また、貴重な初期作品を再び皆様にご覧いただくことが、
アニメ『サザエさん』の歴史を振り返る大きな機会になると期待しています!
初期作品は、現在放送中の『サザエさん』とは作風や表現も異なっていて、
見比べてみてもそれぞれに新しい魅力を発見してもらえると思います。
アニメ『サザエさん』は50周年を迎えるとともに、ますます“挑戦”を続けていきたいと思いますので、
これからも応援をよろしくお願いします!」

 サザエさんの第一回放送の1話自体は、数年に一度サザエさんの特番等で「75点の天才!」のみが現在の放送コード遵守した状態で放送されることがよくありましたが、今回は配信とはいえ貴重な50話が、それもデジタルリマスターされたものが見れるとあって、一部のサザエさんファンはもちろん、現在も実況しているオタクや一般のオタクが驚いた出来事となります。

 サザエさんのアニメは諸説ありますが、TVアニメの版権を持っている長谷川町子美術館がDVD等と言ったメディア化に対して認めていないなどと言った話をよく聞くため、こういった配信はまさに驚愕の一言につきます。

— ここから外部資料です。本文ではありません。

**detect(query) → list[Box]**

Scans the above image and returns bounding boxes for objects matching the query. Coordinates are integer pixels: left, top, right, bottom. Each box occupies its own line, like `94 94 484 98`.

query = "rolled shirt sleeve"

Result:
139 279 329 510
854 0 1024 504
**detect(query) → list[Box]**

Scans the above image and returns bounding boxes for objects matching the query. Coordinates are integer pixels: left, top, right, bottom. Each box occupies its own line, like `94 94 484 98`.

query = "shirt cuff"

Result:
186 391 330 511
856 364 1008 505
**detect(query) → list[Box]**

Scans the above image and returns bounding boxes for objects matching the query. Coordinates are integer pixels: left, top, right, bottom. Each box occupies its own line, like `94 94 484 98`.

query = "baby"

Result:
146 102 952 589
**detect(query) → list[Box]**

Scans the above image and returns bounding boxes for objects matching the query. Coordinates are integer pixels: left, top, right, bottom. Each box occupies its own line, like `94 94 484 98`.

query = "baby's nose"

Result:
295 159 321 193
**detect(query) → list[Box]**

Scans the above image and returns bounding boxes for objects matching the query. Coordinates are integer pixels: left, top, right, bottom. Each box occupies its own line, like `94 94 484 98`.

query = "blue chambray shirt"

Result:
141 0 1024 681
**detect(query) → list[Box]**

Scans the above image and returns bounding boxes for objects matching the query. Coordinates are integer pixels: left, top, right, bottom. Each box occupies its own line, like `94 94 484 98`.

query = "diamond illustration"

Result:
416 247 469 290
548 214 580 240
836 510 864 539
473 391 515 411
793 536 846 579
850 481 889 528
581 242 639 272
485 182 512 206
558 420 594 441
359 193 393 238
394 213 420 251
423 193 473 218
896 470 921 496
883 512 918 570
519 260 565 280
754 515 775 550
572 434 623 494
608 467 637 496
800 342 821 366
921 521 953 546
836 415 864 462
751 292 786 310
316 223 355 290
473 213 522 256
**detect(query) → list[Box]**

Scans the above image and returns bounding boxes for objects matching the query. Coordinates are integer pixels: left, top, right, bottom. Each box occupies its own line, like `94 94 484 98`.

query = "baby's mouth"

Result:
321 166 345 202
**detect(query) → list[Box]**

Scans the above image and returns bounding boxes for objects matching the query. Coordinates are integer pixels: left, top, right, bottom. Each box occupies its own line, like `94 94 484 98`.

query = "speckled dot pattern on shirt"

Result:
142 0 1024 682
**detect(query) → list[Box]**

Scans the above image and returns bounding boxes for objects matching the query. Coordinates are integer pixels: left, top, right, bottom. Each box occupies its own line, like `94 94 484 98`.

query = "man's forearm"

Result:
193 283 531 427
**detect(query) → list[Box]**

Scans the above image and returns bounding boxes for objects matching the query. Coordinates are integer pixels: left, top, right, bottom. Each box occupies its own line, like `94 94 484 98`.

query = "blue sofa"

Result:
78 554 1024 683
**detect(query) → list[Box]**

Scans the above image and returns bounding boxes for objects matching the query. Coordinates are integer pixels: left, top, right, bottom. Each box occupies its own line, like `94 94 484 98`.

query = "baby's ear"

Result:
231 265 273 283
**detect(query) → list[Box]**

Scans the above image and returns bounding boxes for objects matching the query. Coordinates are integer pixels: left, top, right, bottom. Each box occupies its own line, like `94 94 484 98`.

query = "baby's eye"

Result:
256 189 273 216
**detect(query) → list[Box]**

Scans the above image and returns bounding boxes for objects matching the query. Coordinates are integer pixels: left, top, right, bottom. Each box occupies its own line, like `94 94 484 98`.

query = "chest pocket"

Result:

 これは私の勝手な想像なのですが、サザエさん同様にエイケン制作で今までソフト化がされなかったアニメ作品UFO戦士ダイアポロンが2016年に放送40周年記念ということでソフト化が発表された経緯を考えると、エイケン側の上層部があまり映像ソフトの販売に乗り気では無かったのが、体制が代わり積極的になったのではないか?と思います。(ちなみに実際に映像ソフトが販売されたのは2017年、同時期に同年代のロボットアニメがコラボレーションした企画、ミラクロボットフォースがあります)

eiken-anime.jp

miraclerobot-force.com

最初期サザエさんを見て・・・

 ここまで読んでいただいた方にはなんとなくわかると思うのですが、私自身、サザエさんという作品が好きで、数年前三越で行われたサザエさん展にも出向いた程にはライト層なサザエさんオタクです。この配信開始の報を聞いて、ベッドから転げ落ち、思わず「は?!?!?!?」と言う声が出てしまいました。そしてもちろん配信開始と同時に見ました。見たんです。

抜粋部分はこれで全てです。